New SxS Cards Will Compete With P2, HDV Tape

Sony's XDCAM EX, which will record to ExpressCard-compliant SxS memory cards to be developed by Sony and SanDisk, is the company's apparent answer to Panasonic's P2 solid-state recording lineup. (The ExpressCard standard is a higher-performance successor to the PCMCIA interface; Sony said SxS cards are targeted to transfer data at 800 Mbps.) The three-chip, 1/2-inch camcorder is said to be intended to sell for less than $8000, making it a competitor to existing HDV models when it ships later this year.
The XDCAM EX has two card slots, allowing about two hours of recording time (using MPEG-2 compression) when loaded with 16 GB cards, Sony said. Of course, this means manufacturers will have to work the new spec into their editing systems – and Sony named a laundry list of NLE providers that it said are already heading down that road: Adobe, Apple, Canopus, Dayang, Main Concept, New Auto, Sobey, as well as Sony's own Vegas and XPRI NS.
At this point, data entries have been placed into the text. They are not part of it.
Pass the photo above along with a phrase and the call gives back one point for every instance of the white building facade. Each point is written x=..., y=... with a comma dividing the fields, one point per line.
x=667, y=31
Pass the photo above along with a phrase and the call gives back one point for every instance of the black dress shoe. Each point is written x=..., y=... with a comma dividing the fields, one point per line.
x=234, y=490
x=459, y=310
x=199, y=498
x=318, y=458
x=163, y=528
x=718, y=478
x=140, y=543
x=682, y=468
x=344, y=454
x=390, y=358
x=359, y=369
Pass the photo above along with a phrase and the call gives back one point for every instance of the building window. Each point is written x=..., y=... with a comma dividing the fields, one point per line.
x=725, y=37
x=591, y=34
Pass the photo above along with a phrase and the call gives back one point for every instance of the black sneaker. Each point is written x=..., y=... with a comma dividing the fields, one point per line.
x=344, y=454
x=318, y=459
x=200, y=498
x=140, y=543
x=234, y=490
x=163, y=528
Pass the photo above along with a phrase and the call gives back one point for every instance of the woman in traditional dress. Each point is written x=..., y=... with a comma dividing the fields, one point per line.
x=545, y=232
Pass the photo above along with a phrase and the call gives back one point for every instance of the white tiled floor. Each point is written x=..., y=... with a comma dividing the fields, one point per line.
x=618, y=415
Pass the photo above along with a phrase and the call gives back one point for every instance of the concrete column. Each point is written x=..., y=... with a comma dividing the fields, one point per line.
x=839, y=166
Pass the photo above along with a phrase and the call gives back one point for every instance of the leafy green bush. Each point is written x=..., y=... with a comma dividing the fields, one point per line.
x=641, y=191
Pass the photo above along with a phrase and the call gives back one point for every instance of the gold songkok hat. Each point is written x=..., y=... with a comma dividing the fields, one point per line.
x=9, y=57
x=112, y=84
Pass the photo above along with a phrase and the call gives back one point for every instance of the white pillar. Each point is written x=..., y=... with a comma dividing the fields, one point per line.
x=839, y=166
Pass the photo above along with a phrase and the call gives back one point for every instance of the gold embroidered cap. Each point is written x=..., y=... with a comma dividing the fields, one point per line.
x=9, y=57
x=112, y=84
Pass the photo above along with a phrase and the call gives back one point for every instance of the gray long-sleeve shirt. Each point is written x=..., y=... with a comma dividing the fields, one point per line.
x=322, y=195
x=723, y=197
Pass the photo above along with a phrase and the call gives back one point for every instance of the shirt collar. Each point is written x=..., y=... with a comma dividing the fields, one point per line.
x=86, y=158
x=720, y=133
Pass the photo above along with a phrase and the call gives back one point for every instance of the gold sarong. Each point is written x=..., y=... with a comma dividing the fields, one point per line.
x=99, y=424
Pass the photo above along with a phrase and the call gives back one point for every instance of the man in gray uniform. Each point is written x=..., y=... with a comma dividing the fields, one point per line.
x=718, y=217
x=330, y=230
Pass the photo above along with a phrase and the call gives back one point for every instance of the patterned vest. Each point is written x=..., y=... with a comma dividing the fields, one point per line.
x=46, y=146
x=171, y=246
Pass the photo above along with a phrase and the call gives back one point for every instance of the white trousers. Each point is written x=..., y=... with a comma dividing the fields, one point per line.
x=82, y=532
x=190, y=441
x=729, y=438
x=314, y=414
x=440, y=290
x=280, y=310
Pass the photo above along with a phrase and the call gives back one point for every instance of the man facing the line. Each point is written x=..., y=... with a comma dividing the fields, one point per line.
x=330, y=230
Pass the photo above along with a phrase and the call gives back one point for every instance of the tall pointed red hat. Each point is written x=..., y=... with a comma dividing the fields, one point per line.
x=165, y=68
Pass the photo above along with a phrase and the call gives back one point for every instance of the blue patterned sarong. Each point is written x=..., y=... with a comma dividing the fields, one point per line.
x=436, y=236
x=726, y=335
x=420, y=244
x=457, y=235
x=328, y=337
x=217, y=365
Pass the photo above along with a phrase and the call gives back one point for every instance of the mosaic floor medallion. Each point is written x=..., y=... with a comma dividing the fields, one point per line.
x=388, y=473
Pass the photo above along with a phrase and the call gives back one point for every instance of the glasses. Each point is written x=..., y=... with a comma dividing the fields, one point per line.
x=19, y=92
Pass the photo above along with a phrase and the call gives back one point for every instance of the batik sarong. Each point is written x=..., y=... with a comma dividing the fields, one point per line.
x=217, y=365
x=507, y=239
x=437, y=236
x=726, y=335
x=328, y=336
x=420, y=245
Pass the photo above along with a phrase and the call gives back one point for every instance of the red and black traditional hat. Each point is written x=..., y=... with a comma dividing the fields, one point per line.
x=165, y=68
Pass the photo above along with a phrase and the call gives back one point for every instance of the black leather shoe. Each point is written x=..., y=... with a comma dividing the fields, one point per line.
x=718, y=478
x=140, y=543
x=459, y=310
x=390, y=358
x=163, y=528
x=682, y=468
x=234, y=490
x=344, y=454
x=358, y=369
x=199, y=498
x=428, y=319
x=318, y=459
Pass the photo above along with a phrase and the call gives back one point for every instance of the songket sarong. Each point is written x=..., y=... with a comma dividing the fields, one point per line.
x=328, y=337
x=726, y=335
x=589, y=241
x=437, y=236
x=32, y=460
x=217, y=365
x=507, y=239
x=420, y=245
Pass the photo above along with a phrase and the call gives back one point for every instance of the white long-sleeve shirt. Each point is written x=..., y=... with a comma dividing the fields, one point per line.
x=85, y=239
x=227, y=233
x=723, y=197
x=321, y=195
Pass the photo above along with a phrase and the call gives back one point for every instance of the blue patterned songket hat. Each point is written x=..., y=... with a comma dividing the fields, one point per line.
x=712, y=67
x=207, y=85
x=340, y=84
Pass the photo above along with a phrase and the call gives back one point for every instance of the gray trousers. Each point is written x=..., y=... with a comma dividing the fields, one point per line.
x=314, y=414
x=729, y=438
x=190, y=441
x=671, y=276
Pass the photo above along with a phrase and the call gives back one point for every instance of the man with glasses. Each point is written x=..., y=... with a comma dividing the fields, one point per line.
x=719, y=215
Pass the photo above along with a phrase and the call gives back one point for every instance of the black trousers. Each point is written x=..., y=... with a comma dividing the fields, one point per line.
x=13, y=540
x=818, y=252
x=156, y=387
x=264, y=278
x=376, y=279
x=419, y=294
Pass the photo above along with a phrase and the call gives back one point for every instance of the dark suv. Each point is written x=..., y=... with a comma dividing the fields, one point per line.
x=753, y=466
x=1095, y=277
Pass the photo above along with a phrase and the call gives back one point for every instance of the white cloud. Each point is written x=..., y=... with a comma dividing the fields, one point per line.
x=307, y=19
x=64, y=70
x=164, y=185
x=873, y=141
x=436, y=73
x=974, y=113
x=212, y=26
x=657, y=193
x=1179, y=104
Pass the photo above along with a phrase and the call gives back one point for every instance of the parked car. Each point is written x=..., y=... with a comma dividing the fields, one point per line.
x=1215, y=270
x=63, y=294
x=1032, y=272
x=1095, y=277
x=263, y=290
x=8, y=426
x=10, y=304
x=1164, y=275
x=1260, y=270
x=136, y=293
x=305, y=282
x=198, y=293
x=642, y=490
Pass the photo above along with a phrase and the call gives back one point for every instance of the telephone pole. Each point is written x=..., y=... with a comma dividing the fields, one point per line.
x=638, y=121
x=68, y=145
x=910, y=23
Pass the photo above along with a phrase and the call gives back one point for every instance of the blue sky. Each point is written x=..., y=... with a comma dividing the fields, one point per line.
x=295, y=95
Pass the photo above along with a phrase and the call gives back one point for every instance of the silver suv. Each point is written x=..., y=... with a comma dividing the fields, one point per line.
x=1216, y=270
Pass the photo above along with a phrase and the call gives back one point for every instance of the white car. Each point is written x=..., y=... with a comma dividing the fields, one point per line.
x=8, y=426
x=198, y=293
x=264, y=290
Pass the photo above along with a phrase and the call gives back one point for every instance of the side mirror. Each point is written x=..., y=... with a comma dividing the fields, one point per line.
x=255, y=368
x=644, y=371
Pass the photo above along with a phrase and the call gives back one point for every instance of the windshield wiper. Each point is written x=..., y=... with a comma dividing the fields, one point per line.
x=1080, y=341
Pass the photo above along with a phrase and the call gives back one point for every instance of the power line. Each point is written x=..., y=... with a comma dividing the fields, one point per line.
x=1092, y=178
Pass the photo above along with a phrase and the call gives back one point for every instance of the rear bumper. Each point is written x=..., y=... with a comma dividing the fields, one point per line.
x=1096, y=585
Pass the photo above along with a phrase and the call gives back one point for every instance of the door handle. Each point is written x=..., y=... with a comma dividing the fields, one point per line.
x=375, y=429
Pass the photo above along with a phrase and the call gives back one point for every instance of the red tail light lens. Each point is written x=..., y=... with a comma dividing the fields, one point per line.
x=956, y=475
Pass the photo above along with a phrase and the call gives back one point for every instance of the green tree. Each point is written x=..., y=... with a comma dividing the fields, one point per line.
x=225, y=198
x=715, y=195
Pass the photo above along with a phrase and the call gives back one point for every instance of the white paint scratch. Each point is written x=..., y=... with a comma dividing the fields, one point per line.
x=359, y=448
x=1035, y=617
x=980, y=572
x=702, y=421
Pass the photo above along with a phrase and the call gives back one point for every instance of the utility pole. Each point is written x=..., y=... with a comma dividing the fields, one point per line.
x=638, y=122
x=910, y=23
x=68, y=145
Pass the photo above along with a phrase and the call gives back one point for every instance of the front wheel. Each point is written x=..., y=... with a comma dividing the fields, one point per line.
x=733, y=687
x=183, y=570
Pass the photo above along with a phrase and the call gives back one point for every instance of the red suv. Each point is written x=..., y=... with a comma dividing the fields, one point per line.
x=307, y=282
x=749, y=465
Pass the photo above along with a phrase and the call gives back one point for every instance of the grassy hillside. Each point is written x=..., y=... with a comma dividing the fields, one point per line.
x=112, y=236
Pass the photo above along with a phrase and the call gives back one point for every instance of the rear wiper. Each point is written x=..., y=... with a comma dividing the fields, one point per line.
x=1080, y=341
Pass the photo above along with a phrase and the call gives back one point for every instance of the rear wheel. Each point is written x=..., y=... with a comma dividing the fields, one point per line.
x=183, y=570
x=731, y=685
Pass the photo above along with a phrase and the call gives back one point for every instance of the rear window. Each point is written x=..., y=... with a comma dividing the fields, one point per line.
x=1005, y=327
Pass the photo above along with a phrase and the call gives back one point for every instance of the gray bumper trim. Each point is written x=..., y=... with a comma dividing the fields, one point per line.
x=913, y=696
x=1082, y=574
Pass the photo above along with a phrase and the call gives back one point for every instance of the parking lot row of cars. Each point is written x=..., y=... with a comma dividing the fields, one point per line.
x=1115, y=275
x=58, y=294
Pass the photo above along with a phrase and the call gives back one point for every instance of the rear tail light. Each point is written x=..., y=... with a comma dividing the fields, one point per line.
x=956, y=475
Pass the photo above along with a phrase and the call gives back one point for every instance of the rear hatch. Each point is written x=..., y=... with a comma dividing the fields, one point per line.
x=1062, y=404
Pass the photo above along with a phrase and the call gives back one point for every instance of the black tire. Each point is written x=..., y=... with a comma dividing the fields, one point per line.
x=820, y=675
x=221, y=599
In other news, Sony filled out its optical-disc XDCAM line with the announcement of several products due in September: the new PDW-F355 camcorder (featuring true 24/25/30p capture as well as overcranking and undercranking), the PDW-F75 deck, and a PDW-U1 external drive, as well as new dual-layer media with more than twice the storage capacity of first-generation discs. Per a Sony press release, look for the farther-future announcement of a camcorder (and companion deck) with 1920×1080 2/3-inch progressive CCDs recording up to 100 minutes of 1080p or 720p video in 4:2:2 at 50 Mbps on a dual-layer XDCAM disc.